Profiler CPU >> GPU time why? only with certain config

st5486 · April 28, 2009, 4:22pm

Hi All,

I’ve been profiling my app and the CPU time is much higher than my GPU time for my second kernel call, shadeR:

357553 render 13804.7 14512.1
379571 shadeR 19475 30734.2
858099 render 13797.3 14392.2
872650 shadeR 19453.6 30245.5
906936 render 13778 14296.4

Does anyone know why this might be? If I comment out some of my shading code (to exclude reflective and transparent materials) and increase block size to 16x16 the CPU roughly equals the GPU time. Why? I am still doing the same amount of memcopies. I would have expected the CPU time to roughly equal the GPU time in the above profiler output?

Anyone got any ideas? Tim Murray?

st5486 · April 29, 2009, 6:00pm

BUMP! Anyone? I can post some more code if it will help.

gatoatigrado · April 29, 2009, 8:52pm

check out [url=“http://forums.nvidia.com/index.php?showtopic=94669”]http://forums.nvidia.com/index.php?showtopic=94669[/url]
see if it’s a similar problem. Sorry I don’t know of any solutions at the moment.
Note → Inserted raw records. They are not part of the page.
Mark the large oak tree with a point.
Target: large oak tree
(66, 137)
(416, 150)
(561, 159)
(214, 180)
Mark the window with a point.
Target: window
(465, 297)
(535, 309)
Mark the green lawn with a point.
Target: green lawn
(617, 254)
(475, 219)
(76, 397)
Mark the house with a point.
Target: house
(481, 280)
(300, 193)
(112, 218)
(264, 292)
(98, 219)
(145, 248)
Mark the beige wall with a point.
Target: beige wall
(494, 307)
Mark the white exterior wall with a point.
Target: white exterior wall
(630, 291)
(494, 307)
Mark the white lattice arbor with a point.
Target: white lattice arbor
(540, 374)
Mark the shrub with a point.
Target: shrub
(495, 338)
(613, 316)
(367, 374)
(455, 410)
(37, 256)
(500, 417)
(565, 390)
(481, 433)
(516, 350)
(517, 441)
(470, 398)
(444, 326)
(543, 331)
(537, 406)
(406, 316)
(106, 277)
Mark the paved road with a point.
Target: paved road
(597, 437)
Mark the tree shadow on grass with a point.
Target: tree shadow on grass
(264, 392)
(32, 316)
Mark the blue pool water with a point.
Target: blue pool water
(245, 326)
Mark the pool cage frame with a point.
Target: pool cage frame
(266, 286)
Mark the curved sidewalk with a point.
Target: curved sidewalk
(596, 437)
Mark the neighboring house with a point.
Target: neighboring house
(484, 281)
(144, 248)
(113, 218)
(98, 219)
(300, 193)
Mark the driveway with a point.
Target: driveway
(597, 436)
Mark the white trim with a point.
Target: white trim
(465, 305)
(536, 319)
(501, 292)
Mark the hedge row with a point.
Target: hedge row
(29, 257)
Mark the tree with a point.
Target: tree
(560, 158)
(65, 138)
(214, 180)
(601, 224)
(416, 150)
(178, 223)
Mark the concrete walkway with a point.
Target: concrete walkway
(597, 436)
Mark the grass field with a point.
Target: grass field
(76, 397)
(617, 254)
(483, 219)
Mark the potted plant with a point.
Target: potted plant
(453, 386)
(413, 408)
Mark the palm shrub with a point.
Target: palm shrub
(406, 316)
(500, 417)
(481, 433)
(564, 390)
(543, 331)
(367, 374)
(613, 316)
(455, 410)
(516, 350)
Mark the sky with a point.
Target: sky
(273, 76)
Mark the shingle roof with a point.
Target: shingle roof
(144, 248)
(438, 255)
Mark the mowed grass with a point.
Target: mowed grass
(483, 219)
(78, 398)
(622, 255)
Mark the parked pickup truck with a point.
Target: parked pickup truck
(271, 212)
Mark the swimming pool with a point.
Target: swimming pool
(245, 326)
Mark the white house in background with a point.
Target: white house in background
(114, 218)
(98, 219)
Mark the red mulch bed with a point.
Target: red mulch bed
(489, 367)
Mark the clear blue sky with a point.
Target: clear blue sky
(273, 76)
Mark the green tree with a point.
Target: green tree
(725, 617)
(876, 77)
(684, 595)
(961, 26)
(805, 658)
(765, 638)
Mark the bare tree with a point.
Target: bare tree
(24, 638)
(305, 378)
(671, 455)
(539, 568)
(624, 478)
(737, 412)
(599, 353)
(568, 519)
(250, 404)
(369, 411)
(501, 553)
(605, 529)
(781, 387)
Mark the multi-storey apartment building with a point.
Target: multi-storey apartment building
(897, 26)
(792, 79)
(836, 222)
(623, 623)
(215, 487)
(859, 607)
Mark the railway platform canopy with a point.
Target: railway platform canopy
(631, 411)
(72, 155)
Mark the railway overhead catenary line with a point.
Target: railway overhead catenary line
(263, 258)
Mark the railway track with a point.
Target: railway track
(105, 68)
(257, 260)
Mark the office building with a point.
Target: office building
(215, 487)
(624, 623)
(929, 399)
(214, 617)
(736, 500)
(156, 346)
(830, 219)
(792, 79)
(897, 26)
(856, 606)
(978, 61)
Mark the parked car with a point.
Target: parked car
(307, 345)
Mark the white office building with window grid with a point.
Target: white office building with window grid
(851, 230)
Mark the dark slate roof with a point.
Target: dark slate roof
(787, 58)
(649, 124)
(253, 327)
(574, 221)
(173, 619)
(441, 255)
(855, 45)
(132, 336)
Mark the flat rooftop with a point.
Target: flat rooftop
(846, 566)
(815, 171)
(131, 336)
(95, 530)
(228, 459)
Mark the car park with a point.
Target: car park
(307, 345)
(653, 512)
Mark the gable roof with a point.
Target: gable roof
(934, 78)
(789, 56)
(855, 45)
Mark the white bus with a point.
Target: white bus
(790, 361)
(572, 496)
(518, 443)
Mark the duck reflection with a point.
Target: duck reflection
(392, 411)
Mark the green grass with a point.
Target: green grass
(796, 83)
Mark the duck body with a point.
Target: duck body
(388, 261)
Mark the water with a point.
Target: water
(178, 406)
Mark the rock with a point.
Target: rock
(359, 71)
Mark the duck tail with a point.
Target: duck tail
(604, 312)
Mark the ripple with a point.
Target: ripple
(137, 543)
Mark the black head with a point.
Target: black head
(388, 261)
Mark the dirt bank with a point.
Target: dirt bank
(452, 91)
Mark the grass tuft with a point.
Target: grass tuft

Smokey · April 29, 2009, 10:52pm

I’ve tried various scheduling methods (polling & yielding), various thread priorities, etc - and my only conclusion is that the driver or hardware scheduler must be lazy - in the sense that it won’t free an MP the nano-second it completes a kernel, I’m guessing the scheduler has some kind of update frequency or event for freeing MPs, and it simply happens to be quite slow - thus with a high frequency of kernel invocations, especially lots of small/fast kernels, you probably can’t end up occupying the entire card due to the inability of the scheduler to free MPs that have finished executing.

(Purely a random shot in the dark, but nothing else makes sense. at least to me.)